If you look at the documentation of the --viewport-size option, it states "Set viewport size if you have custom scrollbars or css attribute overflow to emulate window size" -- it does not say anything of the screen resolution.

On Windows, the screen resolution appears to be the actual screen resolution. On Linux, because we have to patch QT to get it running in "headless" mode the screen size is hardcoded to 800x600. Even though screen resolution could be anything, the window (or viewport size) can be changed -- which is what the option controls.

If you do want to change the screen resolution, you'll have to run it under xvfb and use the --use-xserver option.

All that being said you're probably not going to want to use this tool to specifically screen grab websites. But it's important to understand it's limitations in case your custom HTML is coming out strange maybe due to a screen size issue.

Adding a PHP wrapper

The last thing we'll mention is the use of a wrapper class around this CLI tool to make it easier to use in a PHP script. The one we've chosen is called "phpwkhtmltopdf"

It provides an API to control the binary instead of having to call it directly from the PHP script using the exec() function as an example. It also simplifies things so you don't have to keep track of a long command, but instead build out the options and then run it in a few lines. To get started with it is fairly simple since it's also a composer package:

composer require mikehaertl/phpwkhtmltopdf

then a simple page example would look like this:

use mikehaertl\wkhtmlto\Pdf;

// You can pass a filename, a HTML string or an URL to the constructor
$pdf = new Pdf('/path/to/page.html');

if (!$pdf->saveAs('/path/to/page.pdf')) {
    echo $pdf->getError();
}

There are many different options for wkhtmltopdf that can be used to build out the file.
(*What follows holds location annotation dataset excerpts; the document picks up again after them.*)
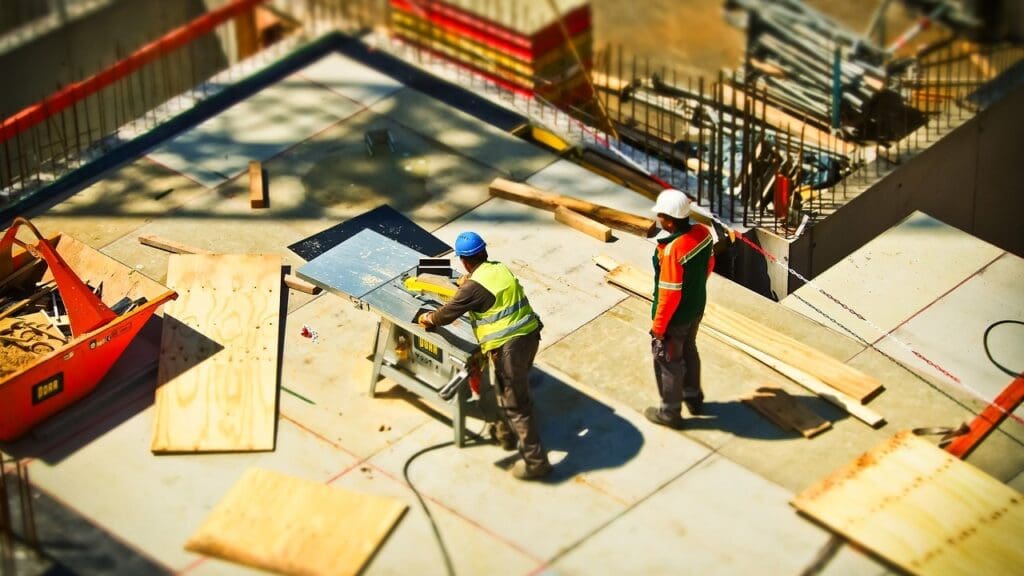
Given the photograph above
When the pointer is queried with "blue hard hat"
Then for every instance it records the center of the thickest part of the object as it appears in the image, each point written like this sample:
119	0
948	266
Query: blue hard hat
468	243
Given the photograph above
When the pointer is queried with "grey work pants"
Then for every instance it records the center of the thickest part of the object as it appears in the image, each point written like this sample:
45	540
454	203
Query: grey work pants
512	364
678	372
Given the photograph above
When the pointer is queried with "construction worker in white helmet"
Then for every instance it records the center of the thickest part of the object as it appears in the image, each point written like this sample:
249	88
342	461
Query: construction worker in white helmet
509	331
683	260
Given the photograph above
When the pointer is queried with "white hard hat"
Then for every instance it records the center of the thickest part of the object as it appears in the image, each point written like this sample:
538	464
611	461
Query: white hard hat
672	203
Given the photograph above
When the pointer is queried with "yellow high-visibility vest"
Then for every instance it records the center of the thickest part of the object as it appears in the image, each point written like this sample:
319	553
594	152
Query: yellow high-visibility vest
511	314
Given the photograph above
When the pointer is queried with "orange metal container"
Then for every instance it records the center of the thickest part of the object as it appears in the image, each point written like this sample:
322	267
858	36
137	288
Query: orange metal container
55	380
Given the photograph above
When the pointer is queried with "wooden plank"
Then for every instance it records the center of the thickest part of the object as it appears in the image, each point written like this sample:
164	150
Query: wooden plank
587	225
785	412
170	245
257	196
923	509
218	360
293	526
296	283
528	195
846	379
989	419
850	405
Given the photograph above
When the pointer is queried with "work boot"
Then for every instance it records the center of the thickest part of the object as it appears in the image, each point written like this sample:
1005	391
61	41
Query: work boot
504	436
694	405
522	471
654	415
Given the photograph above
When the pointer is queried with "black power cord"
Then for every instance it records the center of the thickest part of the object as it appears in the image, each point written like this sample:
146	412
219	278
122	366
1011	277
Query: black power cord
423	503
984	342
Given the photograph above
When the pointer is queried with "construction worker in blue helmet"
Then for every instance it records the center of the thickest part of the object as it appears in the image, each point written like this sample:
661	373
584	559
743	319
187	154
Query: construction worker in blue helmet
683	260
509	332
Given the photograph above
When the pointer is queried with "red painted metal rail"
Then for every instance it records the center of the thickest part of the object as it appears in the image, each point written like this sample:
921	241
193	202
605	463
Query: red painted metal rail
990	417
65	98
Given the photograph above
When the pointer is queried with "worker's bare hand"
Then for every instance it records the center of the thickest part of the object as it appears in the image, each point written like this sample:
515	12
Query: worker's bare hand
426	321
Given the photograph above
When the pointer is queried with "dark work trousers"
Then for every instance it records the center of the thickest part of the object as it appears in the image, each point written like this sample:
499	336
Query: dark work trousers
678	373
512	363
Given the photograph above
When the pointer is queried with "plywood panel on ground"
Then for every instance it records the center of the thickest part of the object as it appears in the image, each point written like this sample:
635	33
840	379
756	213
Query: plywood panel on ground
218	361
923	509
294	526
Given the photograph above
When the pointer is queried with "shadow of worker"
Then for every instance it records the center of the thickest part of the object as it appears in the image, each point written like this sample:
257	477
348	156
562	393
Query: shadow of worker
590	433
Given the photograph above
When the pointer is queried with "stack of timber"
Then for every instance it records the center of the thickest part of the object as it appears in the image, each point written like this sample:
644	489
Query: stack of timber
521	46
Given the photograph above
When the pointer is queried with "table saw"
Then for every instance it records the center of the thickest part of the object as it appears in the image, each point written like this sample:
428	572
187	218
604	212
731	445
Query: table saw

Below is an example we've used to build out a file containing

  • a custom footer with page numbering
  • a cover page
  • custom page options for footer spacing, encoding and page delay

Note I'm also using the binary option to point at the downloaded file as I haven't put it into the system path or installed it via a package manager to get a similar setup.

$pdf = new Pdf;
  $globalOptions = array(
    'margin-bottom'    => 20,
  );
  $pdf->setOptions($globalOptions);
  $pdf->binary = 'lib/wkhtmltox/bin/wkhtmltopdf';
  $pageOptions = array(
    'javascript-delay' => 2000,
    'encoding'         => 'UTF-8',
    'footer-line',
    'footer-left'      => strtoupper($field_product_line),
    'footer-right'     => "[page]",
    'footer-font-size' => 10,
    'footer-spacing'   => 10
  );
  $pdf->addCover('<html>'.$cover_style.$cover.'</html>', $pageOptions);
  $pdf->addPage('<html>'.$output.'</html>', $pageOptions);

  if (!$pdf->send($filename)) {
    echo $pdf->getCommand();
    throw new Exception('Could not create PDF: '.$pdf->getError());
  }

  That translates into the below command, as seen when calling the getCommand() method:

wkhtmltopdf --margin-bottom '20' cover '/tmp/tmp_wkhtmlto_pdf_M3Dv2c.html' 
--javascript-delay '2000' 
--encoding 'UTF-8' 
--footer-line 
--footer-left 'ISSUES IN EMERGING HEALTH TECHNOLOGIES' 
--footer-right '[page]' 
--footer-font-size '10' 
--footer-spacing '10' '/tmp/tmp_wkhtmlto_pdf_gPCZJI.html'
  

There is another similar wrapper available called "Snappy" which also uses wkhtmltopdf. Folks in the Laravel world may know this one better as there is a wrapper for it available.

Conclusion

While there is no silver bullet for converting to print, knowing a tool like wkhtmltopdf exists is a real stepping stone in trying to solve the problem of achieving good results from PDF generation. For most cases, as long as we can generate HTML without it breaking across pages, and can have some common features like cover pages and basic styling, that will get you most of the way there, if not completely using this tool. No, it doesn't do pixel perfection like when viewing complex layouts in a browser. At that point though it may be worth it to look at a dedicated publishing suite to accomplish that goal, separate from the website.